Unexpected output when uses getline() to read entire line from stdin?

I'm working on c, following is my code:

#define _GNU_SOURCE
#include<stdio.h>
#include<stdlib.h>

int main()
{
        char* str = NULL;
        size_t n;

        printf("Enter the string : \n");
        getline(&str, &n, stdin);
        printf("Initial string is : (%s)\n", str);
        return 0;
}

When i run the above program it gives following output:

Enter the string :
bsalunke
Initial string is : (bsalunke
)

What might be the reason of unexpected string getting stored in str pointer(i.e. it is a string with many white spaces) ? Im using gcc 4.1.2 version on linux

Upvotes: 2

Views: 639

Answers (2)

Lundin
Lundin

Reputation: 214780

The program does not work because you are writing code which you don't understand. You cannot "store a string in a pointer". You need to study arrays and pointers.

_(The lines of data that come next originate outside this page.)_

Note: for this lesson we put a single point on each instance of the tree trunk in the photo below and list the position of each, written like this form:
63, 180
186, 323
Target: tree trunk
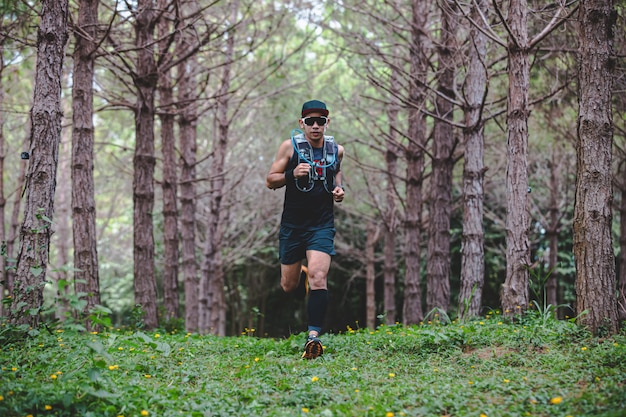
593, 249
412, 309
473, 239
3, 272
187, 124
515, 288
169, 186
143, 163
86, 276
216, 233
552, 234
391, 218
438, 265
621, 285
62, 236
370, 274
14, 223
46, 117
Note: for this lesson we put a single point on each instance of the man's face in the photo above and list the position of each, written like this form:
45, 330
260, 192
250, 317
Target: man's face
313, 125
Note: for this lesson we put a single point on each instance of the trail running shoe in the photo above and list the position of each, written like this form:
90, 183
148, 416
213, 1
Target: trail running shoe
302, 289
313, 348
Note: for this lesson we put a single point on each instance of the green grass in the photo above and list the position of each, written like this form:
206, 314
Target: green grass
489, 367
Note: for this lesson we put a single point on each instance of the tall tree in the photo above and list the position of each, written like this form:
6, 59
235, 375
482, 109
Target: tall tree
515, 288
593, 247
86, 275
3, 276
412, 309
472, 245
46, 117
438, 263
373, 233
187, 125
514, 294
168, 150
390, 214
145, 79
215, 234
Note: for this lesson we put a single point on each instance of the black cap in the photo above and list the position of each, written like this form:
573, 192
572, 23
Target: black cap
314, 106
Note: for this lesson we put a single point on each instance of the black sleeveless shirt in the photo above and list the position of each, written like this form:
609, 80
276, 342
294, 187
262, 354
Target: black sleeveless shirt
313, 209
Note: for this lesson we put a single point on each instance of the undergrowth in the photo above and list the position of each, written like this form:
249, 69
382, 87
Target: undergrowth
486, 367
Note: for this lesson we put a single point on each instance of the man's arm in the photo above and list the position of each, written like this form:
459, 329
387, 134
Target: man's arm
338, 192
276, 177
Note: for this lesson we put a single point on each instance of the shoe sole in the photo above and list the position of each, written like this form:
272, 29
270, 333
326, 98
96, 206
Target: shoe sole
313, 349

You are attempting to store data at a random memory location, without allocating any memory for the data. This is completely undefined behavior.

Upvotes: 0

uba
uba

Reputation: 2031

From the man page of getline

getline() reads an entire line from stream, storing the address of the buffer containing the text into *lineptr. The buffer is null-terminated and includes the newline character, if one was found.

I think that explains it. It is not a string with many white spaces, it is a string ending with a new line.